Our small team had finished work in the area and decided to head back to the village for a clean-up, change of clothes, hot meal and indoor bed. I wasn’t quite ready yet though, and opted to remain behind alone. Earlier in the trip we had attempted to climb the small mountain to the east but turned back in poor weather. I was determined not to be defeated and wanted a second shot.

It was that night that I had my epiphany. Alone in the forest, sat by a roaring fire and surrounded by nothing but trees, I realised that this is what I wanted to do with the rest of my life. I sat and wrote a letter to a friend **, drank the remainder of the vodka and watched a curious mink dance through the branches above me in the flickering light ***. Nothing much happened. I sang a few songs to keep myself company (and the bears away), went to bed and passed an uneventful night. There is no doubt in my mind though — that was the crucial moment to which I can trace back my passion to work in, describe and understand the architecture of forests. It’s what I’ve devoted my life to ever since.
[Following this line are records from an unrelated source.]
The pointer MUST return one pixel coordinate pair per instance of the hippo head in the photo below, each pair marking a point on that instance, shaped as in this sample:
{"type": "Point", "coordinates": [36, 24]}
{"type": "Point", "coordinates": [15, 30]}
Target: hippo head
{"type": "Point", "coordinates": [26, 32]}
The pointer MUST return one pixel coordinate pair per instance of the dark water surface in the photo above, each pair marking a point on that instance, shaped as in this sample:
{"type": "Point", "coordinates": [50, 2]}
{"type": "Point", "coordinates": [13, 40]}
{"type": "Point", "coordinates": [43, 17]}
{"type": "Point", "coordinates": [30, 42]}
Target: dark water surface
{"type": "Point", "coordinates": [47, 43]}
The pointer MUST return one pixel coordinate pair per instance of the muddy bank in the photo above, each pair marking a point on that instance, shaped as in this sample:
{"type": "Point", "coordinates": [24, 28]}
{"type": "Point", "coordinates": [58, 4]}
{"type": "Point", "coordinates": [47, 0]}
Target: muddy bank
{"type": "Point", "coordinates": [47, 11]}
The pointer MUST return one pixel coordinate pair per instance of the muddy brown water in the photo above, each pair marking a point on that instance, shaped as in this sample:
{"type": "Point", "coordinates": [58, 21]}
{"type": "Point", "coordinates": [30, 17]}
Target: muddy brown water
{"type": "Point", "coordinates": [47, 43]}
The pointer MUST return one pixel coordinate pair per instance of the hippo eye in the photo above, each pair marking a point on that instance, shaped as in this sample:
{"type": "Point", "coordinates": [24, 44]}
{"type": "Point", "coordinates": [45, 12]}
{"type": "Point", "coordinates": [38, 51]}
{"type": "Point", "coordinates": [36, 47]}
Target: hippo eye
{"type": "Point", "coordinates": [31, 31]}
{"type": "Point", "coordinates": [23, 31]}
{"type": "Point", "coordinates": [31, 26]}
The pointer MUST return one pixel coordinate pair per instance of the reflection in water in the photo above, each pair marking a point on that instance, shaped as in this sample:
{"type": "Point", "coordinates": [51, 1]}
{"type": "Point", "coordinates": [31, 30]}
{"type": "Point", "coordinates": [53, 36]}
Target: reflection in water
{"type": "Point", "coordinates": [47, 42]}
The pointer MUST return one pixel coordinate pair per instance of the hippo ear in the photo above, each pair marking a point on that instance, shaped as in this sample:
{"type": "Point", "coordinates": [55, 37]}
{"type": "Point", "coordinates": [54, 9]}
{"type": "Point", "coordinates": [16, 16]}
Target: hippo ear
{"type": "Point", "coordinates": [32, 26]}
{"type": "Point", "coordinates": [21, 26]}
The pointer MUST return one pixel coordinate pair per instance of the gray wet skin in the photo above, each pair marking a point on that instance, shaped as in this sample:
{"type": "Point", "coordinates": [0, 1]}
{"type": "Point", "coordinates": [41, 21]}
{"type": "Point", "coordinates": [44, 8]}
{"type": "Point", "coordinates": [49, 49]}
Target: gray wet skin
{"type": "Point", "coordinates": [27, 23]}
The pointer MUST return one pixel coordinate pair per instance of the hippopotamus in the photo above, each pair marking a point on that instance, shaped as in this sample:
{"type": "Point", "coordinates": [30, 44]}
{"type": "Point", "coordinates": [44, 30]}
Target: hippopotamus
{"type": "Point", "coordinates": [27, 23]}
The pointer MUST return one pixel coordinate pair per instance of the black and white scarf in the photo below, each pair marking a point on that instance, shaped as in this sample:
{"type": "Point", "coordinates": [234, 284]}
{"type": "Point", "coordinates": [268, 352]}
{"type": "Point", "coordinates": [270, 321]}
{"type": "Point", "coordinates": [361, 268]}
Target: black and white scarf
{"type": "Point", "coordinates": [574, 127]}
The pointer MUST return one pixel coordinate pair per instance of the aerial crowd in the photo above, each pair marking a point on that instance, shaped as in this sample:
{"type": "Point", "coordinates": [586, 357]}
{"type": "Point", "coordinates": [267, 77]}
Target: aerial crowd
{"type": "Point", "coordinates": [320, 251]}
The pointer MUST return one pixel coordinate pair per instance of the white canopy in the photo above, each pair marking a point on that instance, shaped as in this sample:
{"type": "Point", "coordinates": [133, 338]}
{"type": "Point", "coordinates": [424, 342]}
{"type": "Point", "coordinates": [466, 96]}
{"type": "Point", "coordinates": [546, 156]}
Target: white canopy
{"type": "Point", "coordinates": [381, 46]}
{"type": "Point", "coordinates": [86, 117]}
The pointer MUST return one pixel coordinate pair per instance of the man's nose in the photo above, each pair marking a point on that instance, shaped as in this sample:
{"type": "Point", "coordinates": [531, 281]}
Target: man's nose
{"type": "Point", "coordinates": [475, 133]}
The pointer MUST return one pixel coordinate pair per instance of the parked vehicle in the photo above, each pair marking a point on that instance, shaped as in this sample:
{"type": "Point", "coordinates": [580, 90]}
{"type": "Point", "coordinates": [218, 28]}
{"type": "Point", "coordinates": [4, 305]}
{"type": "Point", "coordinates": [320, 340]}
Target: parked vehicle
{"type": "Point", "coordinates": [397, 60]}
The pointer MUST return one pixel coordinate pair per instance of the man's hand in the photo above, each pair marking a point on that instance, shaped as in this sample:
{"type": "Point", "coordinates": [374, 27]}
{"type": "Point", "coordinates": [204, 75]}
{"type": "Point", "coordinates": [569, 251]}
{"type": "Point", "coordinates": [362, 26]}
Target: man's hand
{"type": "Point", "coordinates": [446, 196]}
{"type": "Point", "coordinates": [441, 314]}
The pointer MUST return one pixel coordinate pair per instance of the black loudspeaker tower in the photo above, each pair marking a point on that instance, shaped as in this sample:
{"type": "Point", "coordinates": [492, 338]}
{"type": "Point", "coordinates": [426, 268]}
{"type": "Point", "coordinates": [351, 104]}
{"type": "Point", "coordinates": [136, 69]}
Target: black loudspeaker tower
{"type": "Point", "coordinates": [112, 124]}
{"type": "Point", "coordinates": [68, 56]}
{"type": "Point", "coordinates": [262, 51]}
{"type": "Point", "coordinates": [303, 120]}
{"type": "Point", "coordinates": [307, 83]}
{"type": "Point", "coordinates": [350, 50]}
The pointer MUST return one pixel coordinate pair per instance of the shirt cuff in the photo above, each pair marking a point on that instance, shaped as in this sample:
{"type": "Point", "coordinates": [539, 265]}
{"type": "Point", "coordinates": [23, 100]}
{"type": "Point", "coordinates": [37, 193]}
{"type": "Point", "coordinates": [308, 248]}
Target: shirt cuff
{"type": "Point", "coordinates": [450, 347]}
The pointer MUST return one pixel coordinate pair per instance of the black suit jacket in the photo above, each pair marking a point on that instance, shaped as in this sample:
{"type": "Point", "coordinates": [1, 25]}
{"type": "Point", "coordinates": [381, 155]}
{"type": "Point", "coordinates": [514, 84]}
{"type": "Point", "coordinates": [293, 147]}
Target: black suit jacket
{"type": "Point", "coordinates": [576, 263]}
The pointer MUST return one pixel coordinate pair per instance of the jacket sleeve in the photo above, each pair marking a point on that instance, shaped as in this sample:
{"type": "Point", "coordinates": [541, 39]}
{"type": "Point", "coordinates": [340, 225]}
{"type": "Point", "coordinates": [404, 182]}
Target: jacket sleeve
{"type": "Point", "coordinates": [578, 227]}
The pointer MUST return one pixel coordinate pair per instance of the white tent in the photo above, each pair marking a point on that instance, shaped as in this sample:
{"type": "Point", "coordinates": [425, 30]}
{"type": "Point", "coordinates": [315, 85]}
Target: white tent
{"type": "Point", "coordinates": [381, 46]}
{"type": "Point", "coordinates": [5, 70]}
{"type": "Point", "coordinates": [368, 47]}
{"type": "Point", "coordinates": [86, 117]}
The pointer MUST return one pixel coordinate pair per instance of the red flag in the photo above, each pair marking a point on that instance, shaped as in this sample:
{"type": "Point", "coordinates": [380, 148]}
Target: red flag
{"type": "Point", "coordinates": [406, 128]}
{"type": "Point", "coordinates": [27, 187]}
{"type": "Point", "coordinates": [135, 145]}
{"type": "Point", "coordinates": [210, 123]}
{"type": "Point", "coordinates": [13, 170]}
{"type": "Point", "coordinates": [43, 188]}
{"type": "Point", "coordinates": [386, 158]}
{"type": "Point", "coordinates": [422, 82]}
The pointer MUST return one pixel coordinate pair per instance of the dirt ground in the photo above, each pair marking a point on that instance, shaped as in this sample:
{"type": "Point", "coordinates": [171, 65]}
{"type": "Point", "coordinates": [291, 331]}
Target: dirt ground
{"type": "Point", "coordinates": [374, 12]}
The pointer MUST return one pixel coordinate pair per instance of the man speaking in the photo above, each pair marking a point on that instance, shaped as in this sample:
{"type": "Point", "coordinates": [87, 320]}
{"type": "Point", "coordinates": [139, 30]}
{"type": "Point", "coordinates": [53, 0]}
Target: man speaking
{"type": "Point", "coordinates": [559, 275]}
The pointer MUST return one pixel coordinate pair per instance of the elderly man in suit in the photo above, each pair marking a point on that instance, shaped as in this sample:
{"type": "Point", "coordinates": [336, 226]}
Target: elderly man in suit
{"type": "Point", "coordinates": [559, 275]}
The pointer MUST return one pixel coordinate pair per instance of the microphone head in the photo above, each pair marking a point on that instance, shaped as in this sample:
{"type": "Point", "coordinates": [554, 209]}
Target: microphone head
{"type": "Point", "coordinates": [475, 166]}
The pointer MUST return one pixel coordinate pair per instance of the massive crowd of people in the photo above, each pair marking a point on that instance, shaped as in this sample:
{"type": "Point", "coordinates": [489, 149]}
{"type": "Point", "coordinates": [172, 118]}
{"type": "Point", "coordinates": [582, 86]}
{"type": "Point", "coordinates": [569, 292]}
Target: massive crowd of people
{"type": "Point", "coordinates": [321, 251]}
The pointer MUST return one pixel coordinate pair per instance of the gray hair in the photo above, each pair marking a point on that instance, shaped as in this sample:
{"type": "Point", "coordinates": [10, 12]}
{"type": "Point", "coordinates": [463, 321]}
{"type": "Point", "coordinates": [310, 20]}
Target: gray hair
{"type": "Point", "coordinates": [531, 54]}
The next day, almost incidentally, my strike at the summit was successful. I climbed back down, collected the tent, and walked back to the village to rejoin the team around nightfall. I revisited the same peak in 2008 on another expedition. Being especially eager to see it again, I reached the summit long before the students and other scientists. This was fortunate because I promptly burst into tears. That wasn’t the only time I cried with emotion on that expedition; the second time was a few month later, on what was the best day in my scientific life so far, almost exactly ten years after that solitary night in the woods. But that’s a story for another time.


* I’m still waiting for one of those. Or at least one that doesn’t, a few days down the line, turn out to have been completely misguided.

** An interesting side-story in itself. She was at the time on another expedition in New Caledonia. Not only did she eventually receive my letter, she replied, and I received it — perhaps the only time that letters have been exchanged between Kamchatka and New Caledonia. This was of course long before the days of global internet and constant e-mail access. She is now a well-known conservation biologist in her own right and has probably forgotten our correspondence.

*** Mink were introduced to the peninsula centuries ago by fur-trappers and were once one of its most important exports. They are now fully naturalised, and with so little hunting taking place, they have almost no fear of humans.